Lambert winces. “Shit. I - shit. Sorry.”

Aiden shakes his head. “It wasn’t great,” he says. “And then once I got my wits back I figured - well. I figured maybe you’d have moved on. A year’s a long time, and I know you’ve got a line of suitors longer than the river.”

“You know I don’t want any of ‘em, too,” Lambert snarls.

Aiden shrugs. “Maybe you’d changed your mind,” he says. “I don’t want to fight about it, Lam, please?”

Lambert swallows hard. “Never gonna change my mind, you bastard,” he says weakly, and steps forward, wrapping his arms carefully around Aiden’s too-thin form. Aiden is stiff and still for a moment before seeming almost to shatter, collapsing against Lambert’s chest and tucking his head under Lambert’s chin. His fists close on the loose cloth of Lambert’s tunic tightly enough that the fabric creaks.

Lambert tightens his grip and clings, burying his nose in Aiden’s hair and inhaling the scent of smoke and cinnamon that doesn’t actually seem to have anything to do with Aiden’s soap.

“Which cousin?” he rasps.

“The dead one,” Aiden replies, muffled against Lambert’s tunic. “I got the fucker.”

“Shoulda let me help,” Lambert whispers.

“I should’ve,” Aiden agrees. “I didn’t tell anyone, though. Not my brothers, not my father. Nobody until the fucker was dead. I didn’t - I couldn’t risk it. I couldn’t have you get hurt too.”

“Ah, Aiden,” Lambert murmurs. “You damned idiot.” He presses a kiss to Aiden’s hair. He feels like he’s drunk with joy, happiness bubbling in his chest like a wellspring. Aiden is alive, is here in his arms again - sure, he needs some good meals and a visit to a decent healer, but he’s here. It’s more than Lambert has let himself dream of, these last two miserable years. “The next time you need to take bloody vengeance on someone, you gotta let me help, alright?”

“I will,” Aiden says. “I just - fuck, Lam, it was…I don’t think I was thinking clearly from the moment that arrow hit me until the filthy traitor was dead.”

Lambert sighs. “Yeah, alright. And it’s not like I’m gonna let you out of my sight long enough for you to get into that sort of trouble without me again. Uh. Assuming you’ll still have me.”

“Fuck,” Aiden says, and pulls back just far enough that he can cradle Lambert’s face in his hands. “Fuck, yes, if you still want me I’m yours, Lam -”

Lambert kisses him.

Aiden makes a tiny, startled noise against his lips and then melts into the kiss, mouth opening under Lambert’s and single eye fluttering closed.

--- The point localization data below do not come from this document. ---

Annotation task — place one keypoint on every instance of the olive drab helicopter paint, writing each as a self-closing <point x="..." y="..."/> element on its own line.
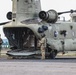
<point x="28" y="22"/>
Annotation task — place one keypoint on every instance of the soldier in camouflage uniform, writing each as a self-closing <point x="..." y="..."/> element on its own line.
<point x="43" y="46"/>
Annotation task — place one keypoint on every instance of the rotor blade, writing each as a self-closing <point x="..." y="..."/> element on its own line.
<point x="3" y="23"/>
<point x="71" y="11"/>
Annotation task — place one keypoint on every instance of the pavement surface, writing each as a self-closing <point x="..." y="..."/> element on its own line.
<point x="62" y="65"/>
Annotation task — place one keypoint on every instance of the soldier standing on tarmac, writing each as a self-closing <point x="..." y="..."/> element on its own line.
<point x="42" y="43"/>
<point x="0" y="44"/>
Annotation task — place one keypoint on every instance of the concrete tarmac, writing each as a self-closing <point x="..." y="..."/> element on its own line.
<point x="37" y="67"/>
<point x="62" y="65"/>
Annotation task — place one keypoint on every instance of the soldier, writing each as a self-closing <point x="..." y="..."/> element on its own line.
<point x="42" y="43"/>
<point x="0" y="44"/>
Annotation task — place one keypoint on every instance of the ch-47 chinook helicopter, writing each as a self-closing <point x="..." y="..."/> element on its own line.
<point x="27" y="25"/>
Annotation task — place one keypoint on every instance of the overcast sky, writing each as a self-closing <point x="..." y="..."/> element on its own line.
<point x="58" y="5"/>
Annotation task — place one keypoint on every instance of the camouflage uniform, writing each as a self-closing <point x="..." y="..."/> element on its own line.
<point x="43" y="47"/>
<point x="0" y="44"/>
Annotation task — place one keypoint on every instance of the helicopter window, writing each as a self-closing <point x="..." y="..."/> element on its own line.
<point x="30" y="21"/>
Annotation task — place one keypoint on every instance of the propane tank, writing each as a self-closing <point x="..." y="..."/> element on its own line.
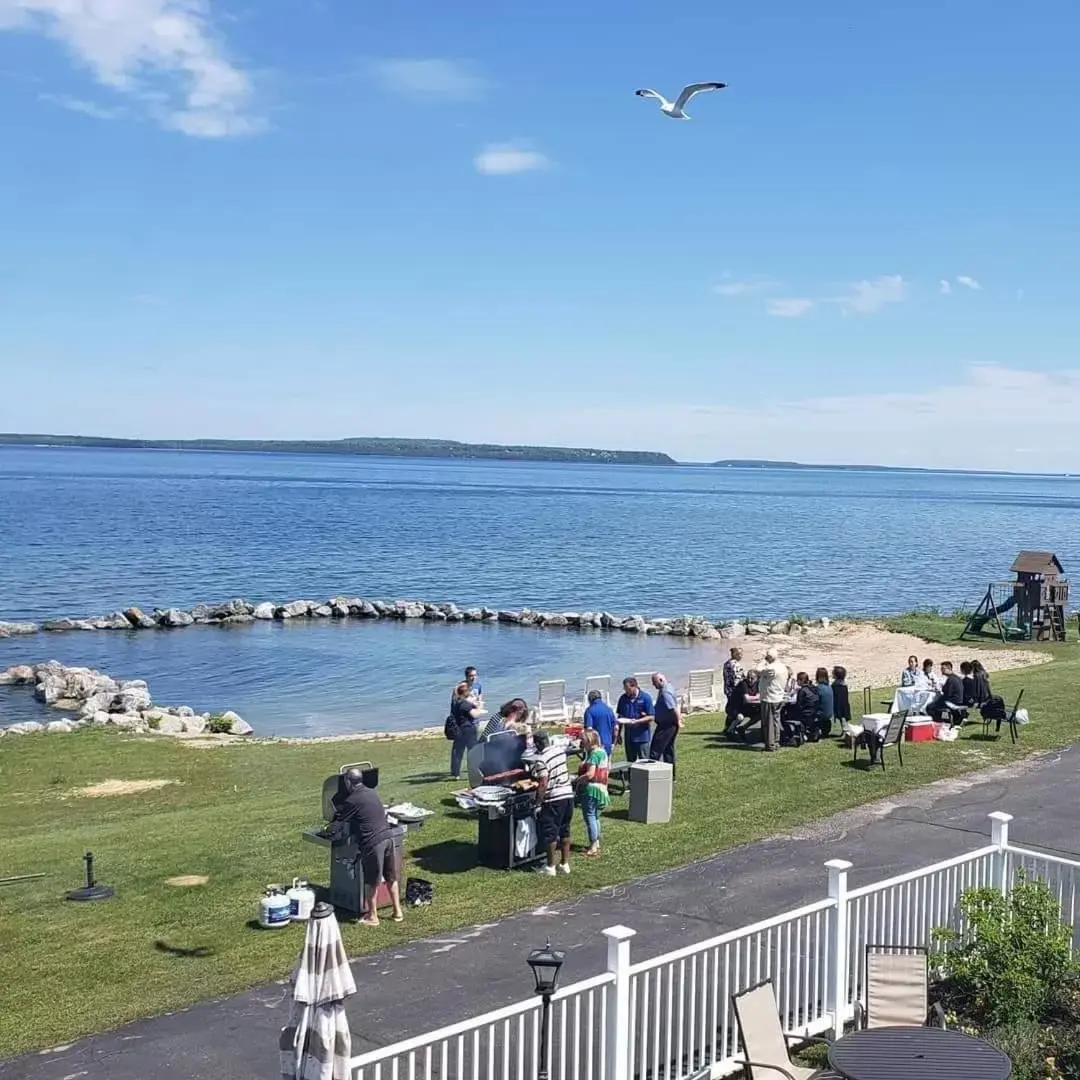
<point x="274" y="908"/>
<point x="301" y="899"/>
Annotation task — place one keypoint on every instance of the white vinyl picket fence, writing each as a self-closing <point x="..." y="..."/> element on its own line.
<point x="671" y="1017"/>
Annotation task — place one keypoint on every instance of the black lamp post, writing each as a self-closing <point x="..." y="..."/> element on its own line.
<point x="545" y="963"/>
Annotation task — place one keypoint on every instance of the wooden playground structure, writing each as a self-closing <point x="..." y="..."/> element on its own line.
<point x="1030" y="608"/>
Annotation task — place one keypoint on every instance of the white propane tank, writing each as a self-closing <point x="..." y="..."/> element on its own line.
<point x="274" y="908"/>
<point x="301" y="899"/>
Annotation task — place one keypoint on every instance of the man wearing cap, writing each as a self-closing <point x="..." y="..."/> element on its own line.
<point x="601" y="717"/>
<point x="772" y="687"/>
<point x="669" y="720"/>
<point x="363" y="810"/>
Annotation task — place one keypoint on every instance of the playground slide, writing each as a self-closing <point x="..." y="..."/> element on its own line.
<point x="980" y="621"/>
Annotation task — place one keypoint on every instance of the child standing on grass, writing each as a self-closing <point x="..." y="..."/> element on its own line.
<point x="592" y="787"/>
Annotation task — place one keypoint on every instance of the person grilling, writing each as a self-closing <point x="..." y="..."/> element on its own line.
<point x="362" y="810"/>
<point x="555" y="800"/>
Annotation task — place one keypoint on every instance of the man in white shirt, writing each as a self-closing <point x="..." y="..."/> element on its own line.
<point x="772" y="686"/>
<point x="555" y="800"/>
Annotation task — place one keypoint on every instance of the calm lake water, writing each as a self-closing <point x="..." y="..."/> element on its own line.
<point x="88" y="531"/>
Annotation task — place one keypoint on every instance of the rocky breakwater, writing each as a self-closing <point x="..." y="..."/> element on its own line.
<point x="99" y="700"/>
<point x="241" y="611"/>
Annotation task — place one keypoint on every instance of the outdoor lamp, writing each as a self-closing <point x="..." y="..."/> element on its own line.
<point x="545" y="963"/>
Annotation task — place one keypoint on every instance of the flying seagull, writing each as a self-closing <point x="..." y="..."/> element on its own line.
<point x="674" y="109"/>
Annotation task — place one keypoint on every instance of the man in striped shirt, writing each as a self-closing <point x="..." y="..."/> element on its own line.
<point x="555" y="799"/>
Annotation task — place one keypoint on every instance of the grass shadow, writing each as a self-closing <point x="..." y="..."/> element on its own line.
<point x="427" y="778"/>
<point x="198" y="953"/>
<point x="447" y="856"/>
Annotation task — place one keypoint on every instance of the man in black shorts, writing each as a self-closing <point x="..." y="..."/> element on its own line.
<point x="367" y="819"/>
<point x="555" y="798"/>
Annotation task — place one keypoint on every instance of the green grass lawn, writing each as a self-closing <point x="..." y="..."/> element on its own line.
<point x="237" y="813"/>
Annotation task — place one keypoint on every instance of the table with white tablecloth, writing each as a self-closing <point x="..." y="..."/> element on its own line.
<point x="913" y="699"/>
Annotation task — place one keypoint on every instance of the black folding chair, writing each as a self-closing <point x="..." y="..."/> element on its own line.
<point x="877" y="741"/>
<point x="1008" y="716"/>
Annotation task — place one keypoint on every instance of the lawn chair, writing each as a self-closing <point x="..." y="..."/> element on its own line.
<point x="877" y="741"/>
<point x="764" y="1040"/>
<point x="602" y="683"/>
<point x="1002" y="716"/>
<point x="701" y="691"/>
<point x="551" y="703"/>
<point x="896" y="989"/>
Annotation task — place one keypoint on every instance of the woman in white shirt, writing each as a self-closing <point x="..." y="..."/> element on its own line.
<point x="910" y="675"/>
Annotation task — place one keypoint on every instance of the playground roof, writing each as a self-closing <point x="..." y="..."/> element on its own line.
<point x="1037" y="562"/>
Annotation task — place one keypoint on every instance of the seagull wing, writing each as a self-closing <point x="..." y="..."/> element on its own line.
<point x="696" y="88"/>
<point x="651" y="93"/>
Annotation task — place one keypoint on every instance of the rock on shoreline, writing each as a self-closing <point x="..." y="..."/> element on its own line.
<point x="99" y="700"/>
<point x="241" y="611"/>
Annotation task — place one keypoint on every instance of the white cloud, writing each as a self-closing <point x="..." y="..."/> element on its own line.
<point x="85" y="108"/>
<point x="165" y="54"/>
<point x="430" y="79"/>
<point x="865" y="297"/>
<point x="504" y="159"/>
<point x="790" y="307"/>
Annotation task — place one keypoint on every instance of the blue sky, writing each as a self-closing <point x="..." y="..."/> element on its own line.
<point x="293" y="219"/>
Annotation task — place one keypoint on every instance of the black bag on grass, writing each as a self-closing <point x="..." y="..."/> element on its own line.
<point x="419" y="892"/>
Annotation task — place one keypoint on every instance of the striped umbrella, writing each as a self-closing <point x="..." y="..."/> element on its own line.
<point x="316" y="1044"/>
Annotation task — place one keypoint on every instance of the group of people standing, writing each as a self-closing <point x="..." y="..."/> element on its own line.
<point x="969" y="689"/>
<point x="787" y="706"/>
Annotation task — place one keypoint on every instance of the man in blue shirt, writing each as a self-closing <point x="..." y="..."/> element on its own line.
<point x="634" y="710"/>
<point x="601" y="718"/>
<point x="669" y="723"/>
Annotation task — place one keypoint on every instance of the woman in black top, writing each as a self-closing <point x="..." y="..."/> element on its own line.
<point x="807" y="704"/>
<point x="464" y="712"/>
<point x="841" y="703"/>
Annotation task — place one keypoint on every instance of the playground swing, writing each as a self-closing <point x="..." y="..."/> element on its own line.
<point x="1030" y="608"/>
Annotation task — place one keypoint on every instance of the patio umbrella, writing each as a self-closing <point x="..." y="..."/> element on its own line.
<point x="316" y="1043"/>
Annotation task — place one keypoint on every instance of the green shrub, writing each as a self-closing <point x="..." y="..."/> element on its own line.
<point x="1012" y="963"/>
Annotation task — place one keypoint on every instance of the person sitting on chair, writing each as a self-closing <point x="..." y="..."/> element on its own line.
<point x="826" y="703"/>
<point x="949" y="700"/>
<point x="804" y="710"/>
<point x="742" y="714"/>
<point x="910" y="675"/>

It’s been two fucking years. Lambert tries to pour every bit of his relief and joy into the kiss, every drop of the bubbling happiness filling his soul. Aiden moans softly, hands sliding into Lambert’s hair to keep him from pulling away - as if Lambert would want to. As if he could possibly want anything but for this moment to go on forever.

It can’t, of course, but they only part far enough to rest their foreheads together.

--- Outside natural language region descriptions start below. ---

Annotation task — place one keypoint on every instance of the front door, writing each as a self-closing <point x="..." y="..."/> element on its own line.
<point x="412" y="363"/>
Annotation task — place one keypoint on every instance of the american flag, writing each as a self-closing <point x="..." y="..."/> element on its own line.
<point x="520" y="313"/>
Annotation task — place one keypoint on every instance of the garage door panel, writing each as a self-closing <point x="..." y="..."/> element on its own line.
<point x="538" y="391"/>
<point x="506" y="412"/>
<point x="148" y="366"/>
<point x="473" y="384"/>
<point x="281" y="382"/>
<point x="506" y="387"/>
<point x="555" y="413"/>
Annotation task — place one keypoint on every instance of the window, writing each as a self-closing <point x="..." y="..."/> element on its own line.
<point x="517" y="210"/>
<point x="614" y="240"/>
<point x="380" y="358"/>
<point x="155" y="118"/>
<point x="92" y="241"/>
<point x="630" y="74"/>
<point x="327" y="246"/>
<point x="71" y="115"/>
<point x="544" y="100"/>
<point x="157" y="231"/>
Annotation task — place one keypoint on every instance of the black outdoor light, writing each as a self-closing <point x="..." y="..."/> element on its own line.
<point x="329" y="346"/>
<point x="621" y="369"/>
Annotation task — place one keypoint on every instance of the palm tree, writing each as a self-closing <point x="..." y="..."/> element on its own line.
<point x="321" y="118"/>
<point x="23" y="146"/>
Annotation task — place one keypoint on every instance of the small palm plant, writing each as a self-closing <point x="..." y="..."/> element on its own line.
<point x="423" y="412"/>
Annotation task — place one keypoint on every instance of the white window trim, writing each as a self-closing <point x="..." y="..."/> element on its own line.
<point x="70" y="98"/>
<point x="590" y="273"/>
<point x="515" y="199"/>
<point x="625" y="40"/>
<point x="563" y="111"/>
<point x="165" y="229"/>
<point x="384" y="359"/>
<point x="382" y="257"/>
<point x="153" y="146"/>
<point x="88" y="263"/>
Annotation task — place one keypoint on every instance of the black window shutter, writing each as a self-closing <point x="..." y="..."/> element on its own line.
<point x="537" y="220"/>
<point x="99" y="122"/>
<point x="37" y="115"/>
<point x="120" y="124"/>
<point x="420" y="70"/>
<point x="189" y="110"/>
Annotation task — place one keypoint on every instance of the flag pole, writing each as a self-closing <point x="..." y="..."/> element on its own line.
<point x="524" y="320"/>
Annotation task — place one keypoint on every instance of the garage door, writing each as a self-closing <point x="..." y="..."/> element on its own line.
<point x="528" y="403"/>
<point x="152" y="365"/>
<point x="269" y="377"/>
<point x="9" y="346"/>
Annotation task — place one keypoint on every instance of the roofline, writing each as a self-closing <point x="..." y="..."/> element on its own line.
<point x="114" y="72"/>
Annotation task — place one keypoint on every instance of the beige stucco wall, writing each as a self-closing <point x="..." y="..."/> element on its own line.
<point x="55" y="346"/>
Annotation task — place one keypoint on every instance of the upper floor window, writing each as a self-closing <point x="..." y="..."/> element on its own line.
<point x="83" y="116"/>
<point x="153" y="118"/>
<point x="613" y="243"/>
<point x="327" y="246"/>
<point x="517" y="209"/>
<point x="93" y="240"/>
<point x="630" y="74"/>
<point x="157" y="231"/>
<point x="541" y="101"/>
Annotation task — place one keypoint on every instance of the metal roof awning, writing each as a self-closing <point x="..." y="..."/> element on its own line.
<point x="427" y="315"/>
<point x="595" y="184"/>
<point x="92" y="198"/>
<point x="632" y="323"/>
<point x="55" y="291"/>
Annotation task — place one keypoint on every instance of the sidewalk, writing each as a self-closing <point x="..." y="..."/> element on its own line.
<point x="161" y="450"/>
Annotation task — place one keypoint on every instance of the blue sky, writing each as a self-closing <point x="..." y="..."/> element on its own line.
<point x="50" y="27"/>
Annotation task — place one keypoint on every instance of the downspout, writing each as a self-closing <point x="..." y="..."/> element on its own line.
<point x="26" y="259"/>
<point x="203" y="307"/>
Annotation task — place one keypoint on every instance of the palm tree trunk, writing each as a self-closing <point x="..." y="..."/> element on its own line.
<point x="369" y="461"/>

“Come back to the ball with me,” Lambert says softly.

“Yeah?” Aiden murmurs. “Need me to save you from the horde, Lam?”

“Don’t want to dance with anyone but you,” Lambert admits.

“I’m not really dressed for a party -”

“Don’t care,” Lambert interrupts him. “I don’t care, Aiden, I’ve got you back, you could be wearing sackcloth, or rags, or nothing at all -”

Aiden laughs - throws his head back and laughs, beautiful in the moonlight, bright and lovely as a dream. “If I was wearing nothing at all, I don’t think we’d be talking about dancing,” he teases, giving Lambert a brilliant smile. “Or not the upright kind. Alright, Lam, let’s go shock the assembled gentry with my miraculous survival.”

Lambert offers Aiden his arm, grinning, and Aiden loops his own arm around Lambert’s elbow and follows him down the hill and towards the lights and music of the ballroom.

Lambert has never faced a party with such a light and gleeful heart before. And gods willing, the next time his father throws a ball, Lambert won’t need to worry about hordes of hopeful husband-hunters. Not with Aiden at his side.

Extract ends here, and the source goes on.